The Facts Machine

"And I come back to you now, at the turn of the tide"

Wednesday, April 23, 2003

OX LIVES!
US Customs officials confiscated a large painting that a Boston Herald reporter, Jules Crittenden, brought back as a souvenir from the war in Iraq, but the artwork is not valuable enough to merit prosecution, a law enforcement official said yesterday.

Crittenden, who was embedded with the US Army's Third Infantry Division to cover the war, arrived from Kuwait on Saturday at Logan International Airport. He declared several souvenirs to Customs officials, and was searched, according to a statement released by the newspaper.

Of interest to Customs agents was a 5-foot painting that was rolled up in a tube, according to a law enforcement official who spoke on the condition of anonymity. Ornamental kitchen items were also confiscated.
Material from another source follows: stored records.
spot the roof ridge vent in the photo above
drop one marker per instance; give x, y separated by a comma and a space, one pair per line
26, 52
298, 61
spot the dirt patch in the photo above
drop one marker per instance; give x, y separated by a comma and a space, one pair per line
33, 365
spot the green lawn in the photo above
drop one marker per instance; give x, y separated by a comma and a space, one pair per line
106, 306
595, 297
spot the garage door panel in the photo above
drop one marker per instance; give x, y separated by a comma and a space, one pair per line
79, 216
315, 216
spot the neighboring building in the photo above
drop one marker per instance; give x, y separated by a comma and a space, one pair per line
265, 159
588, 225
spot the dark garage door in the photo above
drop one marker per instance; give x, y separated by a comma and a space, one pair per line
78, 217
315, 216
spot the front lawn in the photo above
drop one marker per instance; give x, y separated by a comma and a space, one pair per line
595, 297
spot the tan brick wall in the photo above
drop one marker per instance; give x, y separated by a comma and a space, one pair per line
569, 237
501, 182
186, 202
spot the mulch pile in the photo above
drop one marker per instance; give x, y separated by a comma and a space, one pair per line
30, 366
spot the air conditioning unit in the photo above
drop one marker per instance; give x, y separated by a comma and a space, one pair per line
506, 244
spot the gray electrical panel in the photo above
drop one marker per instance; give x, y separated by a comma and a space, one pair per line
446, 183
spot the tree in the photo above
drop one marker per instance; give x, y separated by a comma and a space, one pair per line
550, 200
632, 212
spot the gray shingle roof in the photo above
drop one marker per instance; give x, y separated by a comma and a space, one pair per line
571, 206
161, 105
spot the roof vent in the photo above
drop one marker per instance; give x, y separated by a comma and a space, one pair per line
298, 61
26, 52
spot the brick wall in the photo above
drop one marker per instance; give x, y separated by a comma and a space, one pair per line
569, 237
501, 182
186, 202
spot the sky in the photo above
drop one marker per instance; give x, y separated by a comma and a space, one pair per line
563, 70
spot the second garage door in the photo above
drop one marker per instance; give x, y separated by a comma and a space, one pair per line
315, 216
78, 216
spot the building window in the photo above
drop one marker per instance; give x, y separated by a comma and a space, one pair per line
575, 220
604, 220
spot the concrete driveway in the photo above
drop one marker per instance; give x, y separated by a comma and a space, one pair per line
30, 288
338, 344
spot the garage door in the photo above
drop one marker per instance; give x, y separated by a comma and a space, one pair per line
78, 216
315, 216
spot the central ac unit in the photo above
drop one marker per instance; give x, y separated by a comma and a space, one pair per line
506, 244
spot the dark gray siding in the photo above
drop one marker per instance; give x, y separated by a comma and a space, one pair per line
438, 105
Crittenden told the agents he got the painting from a building on the grounds of one of Saddam Hussein's presidential palaces. (full story)
TFM has unearthed a picture of the art looter in question:


("Duh, essentially, we all enter into a contract whereby the last surviving participant becomes the sole possessor of all them purty pictures.")

I love it when the Simpsons imitates life, though no word yet as to whether this fellow planned to enter into a tontine with his fellow embedded reporters.
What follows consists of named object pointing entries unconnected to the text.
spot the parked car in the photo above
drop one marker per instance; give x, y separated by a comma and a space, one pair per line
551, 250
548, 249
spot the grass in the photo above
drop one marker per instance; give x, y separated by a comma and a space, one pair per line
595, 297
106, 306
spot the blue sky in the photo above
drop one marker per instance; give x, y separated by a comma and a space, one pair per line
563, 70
The best part of it? He tries to pass it off as some sort of peer pressure!
''He didn't think it was a big deal,'' the official said of Crittenden. ''He said all the embedded reporters were doing it.''
Hmm, so it appears that the high-school mentality of journalists -- most evident in, say, White House correspondents in their whoring for popularity and access -- presists even in Baghdad. Mind you, I'm not surprised. (link via romanesko, ailes)

UPDATE: Atrios points to a story that Mr Crittenden may have some company in the Hellfish 2003.